`proposal::ContinuousProcess::getMaxStepLength` can return negative lengths
Error description
@riehn found a shower which failed with the following exception, which was thrown by PROPOSAL:
terminate called after throwing an instance of 'MathException'
what(): Root must be bracketed in Bisection method!
To reproduce the error: This is a shower run on the sophia-le-crash
branch, using the corsika.cpp
example where emcut
was set to 50_MeV
, and the script was run with -p 22 -E 1000000 -N 1 -f photon_1PeV_1 -s 1
Cause of error
I backtracked the error.
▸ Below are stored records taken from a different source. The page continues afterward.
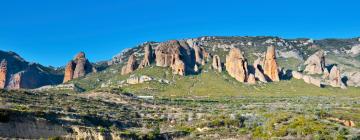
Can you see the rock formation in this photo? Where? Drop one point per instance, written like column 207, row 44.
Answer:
column 147, row 57
column 130, row 66
column 69, row 72
column 315, row 64
column 311, row 80
column 259, row 75
column 3, row 74
column 177, row 55
column 270, row 65
column 78, row 67
column 216, row 64
column 177, row 65
column 236, row 65
column 335, row 77
column 297, row 75
column 251, row 79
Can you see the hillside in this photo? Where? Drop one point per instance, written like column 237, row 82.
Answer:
column 201, row 88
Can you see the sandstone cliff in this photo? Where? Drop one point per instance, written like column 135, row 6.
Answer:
column 236, row 65
column 130, row 66
column 16, row 73
column 147, row 57
column 315, row 64
column 3, row 73
column 216, row 64
column 270, row 64
column 78, row 67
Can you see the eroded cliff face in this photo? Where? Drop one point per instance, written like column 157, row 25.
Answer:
column 216, row 64
column 315, row 64
column 78, row 67
column 130, row 66
column 236, row 65
column 270, row 64
column 3, row 73
column 148, row 57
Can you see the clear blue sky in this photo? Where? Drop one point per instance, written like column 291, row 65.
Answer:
column 51, row 32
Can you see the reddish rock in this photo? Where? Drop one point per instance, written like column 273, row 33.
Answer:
column 69, row 72
column 15, row 81
column 78, row 67
column 259, row 75
column 176, row 54
column 3, row 74
column 335, row 77
column 315, row 64
column 251, row 79
column 217, row 63
column 236, row 65
column 270, row 65
column 130, row 66
column 147, row 57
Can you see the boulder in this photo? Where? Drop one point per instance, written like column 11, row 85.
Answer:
column 216, row 64
column 69, row 71
column 259, row 75
column 353, row 78
column 335, row 77
column 311, row 80
column 236, row 65
column 196, row 68
column 355, row 50
column 251, row 79
column 3, row 74
column 297, row 75
column 147, row 57
column 270, row 65
column 178, row 67
column 315, row 64
column 78, row 67
column 130, row 66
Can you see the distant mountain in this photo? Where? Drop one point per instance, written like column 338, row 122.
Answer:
column 16, row 73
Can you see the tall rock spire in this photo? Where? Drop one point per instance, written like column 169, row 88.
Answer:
column 3, row 73
column 236, row 65
column 270, row 65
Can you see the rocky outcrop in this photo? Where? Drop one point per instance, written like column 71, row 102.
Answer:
column 270, row 65
column 69, row 72
column 315, row 64
column 216, row 64
column 130, row 66
column 297, row 75
column 176, row 54
column 178, row 66
column 147, row 57
column 3, row 74
column 259, row 75
column 236, row 65
column 22, row 74
column 311, row 80
column 335, row 78
column 78, row 67
column 251, row 79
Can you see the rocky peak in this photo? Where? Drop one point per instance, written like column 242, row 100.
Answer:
column 216, row 64
column 270, row 64
column 315, row 64
column 335, row 77
column 78, row 67
column 147, row 57
column 130, row 66
column 236, row 65
column 3, row 73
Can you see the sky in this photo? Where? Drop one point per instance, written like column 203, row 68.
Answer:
column 51, row 32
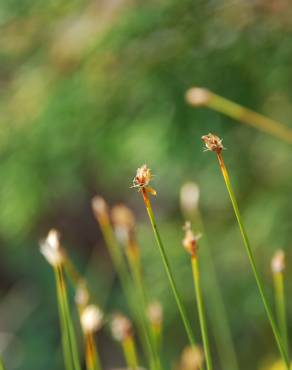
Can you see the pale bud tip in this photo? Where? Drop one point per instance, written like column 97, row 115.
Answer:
column 198, row 96
column 278, row 261
column 91, row 319
column 51, row 248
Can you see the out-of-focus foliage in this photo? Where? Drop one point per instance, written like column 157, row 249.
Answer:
column 91, row 90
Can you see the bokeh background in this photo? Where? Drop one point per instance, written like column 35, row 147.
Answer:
column 89, row 91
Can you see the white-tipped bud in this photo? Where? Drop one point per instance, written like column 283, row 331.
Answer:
column 192, row 358
column 82, row 294
column 51, row 248
column 121, row 327
column 198, row 96
column 91, row 319
column 100, row 208
column 155, row 313
column 189, row 198
column 278, row 261
column 190, row 240
column 124, row 223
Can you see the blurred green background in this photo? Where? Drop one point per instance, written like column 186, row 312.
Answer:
column 89, row 91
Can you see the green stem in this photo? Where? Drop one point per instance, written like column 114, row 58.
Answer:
column 281, row 306
column 244, row 115
column 121, row 268
column 216, row 306
column 63, row 323
column 135, row 267
column 259, row 283
column 2, row 367
column 201, row 311
column 130, row 353
column 91, row 354
column 67, row 316
column 168, row 271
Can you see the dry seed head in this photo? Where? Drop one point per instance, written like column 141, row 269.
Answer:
column 189, row 198
column 155, row 313
column 82, row 294
column 124, row 223
column 192, row 358
column 198, row 96
column 143, row 177
column 121, row 327
column 190, row 241
column 100, row 208
column 213, row 143
column 51, row 248
column 91, row 319
column 278, row 261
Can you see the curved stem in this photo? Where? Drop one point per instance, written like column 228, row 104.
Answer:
column 259, row 283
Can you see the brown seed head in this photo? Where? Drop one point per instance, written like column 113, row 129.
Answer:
column 198, row 96
column 143, row 177
column 192, row 358
column 213, row 143
column 278, row 261
column 190, row 241
column 155, row 313
column 121, row 327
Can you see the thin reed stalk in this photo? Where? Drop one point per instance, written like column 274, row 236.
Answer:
column 214, row 144
column 141, row 181
column 218, row 316
column 278, row 267
column 91, row 354
column 190, row 243
column 101, row 213
column 202, row 97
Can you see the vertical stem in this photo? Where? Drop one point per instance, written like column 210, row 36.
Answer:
column 218, row 314
column 201, row 311
column 68, row 320
column 259, row 283
column 121, row 268
column 281, row 306
column 168, row 269
column 130, row 353
column 135, row 266
column 91, row 355
column 63, row 324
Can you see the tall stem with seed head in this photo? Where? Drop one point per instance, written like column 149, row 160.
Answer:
column 168, row 271
column 202, row 97
column 213, row 143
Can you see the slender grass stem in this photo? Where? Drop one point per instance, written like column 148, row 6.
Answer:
column 91, row 354
column 2, row 367
column 135, row 266
column 168, row 271
column 278, row 278
column 67, row 321
column 246, row 242
column 121, row 268
column 218, row 315
column 200, row 96
column 130, row 353
column 63, row 324
column 201, row 311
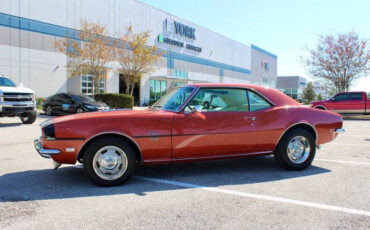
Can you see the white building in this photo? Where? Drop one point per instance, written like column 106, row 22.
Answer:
column 29, row 29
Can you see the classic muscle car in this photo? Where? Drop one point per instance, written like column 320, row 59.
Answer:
column 190, row 123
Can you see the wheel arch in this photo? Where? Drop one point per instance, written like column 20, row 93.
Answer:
column 122, row 136
column 303, row 125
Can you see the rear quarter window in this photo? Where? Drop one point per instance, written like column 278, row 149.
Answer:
column 257, row 102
The problem starts with the function proposal::ContinuousProcess::getMaxStepLength
being called with an electron which has an energy of 49.99499 MeV, which is below the emcut
.
The line
auto const energy_lim =
std::max(energy * 0.9, // either 10% relative loss max., or
get_kinetic_energy_propagation_threshold(
code) // energy thresholds globally defined for individual particles
* 0.9999 // need to go slightly below global e-cut to assure removal
// in ParticleCut. This does not matter since at cut-time
// the entire energy is removed.
);
sets the energy_lim
to 49.995 MeV, which is slighty smaller than energy
.
The line
auto grammage =
(c->second).disp->SolveTrackIntegral(energy / 1_MeV, energy_lim / 1_MeV) * 1_g /
square(1_cm);
is now called, basically asking PROPOSAL "Which distance does my electron of an energy 49.99499 MeV travel until it has an energy of 49.995 MeV". PROPOSAL answers this question with -3.5e-6 g/cm^2
, which is technically correct, but also means that getMaxStepLength
now returns a negative distance.
This causes the following algorithm to fail, explicitly in proposal::ContinuousProcess::doContinuous
.
Solution? Or is there something wrong with the algorithm?
The simplest solution from my point of view would be to just catch any negative values that proposal::ContinuousProcess::getMaxStepLength
might return, and setting them to zero instead. From a physical point of view, returning something negative here just doesn't make any sense.
However, I wanted to open this issue to first discuss whether it is already unexpected that a particle below the energy cut is passed to proposal.
Furthermore, we might think about catching all exceptions that PROPOSAL might throw within CORSIKA. But this is something for another issue, and probably something to be discussed in a technical call.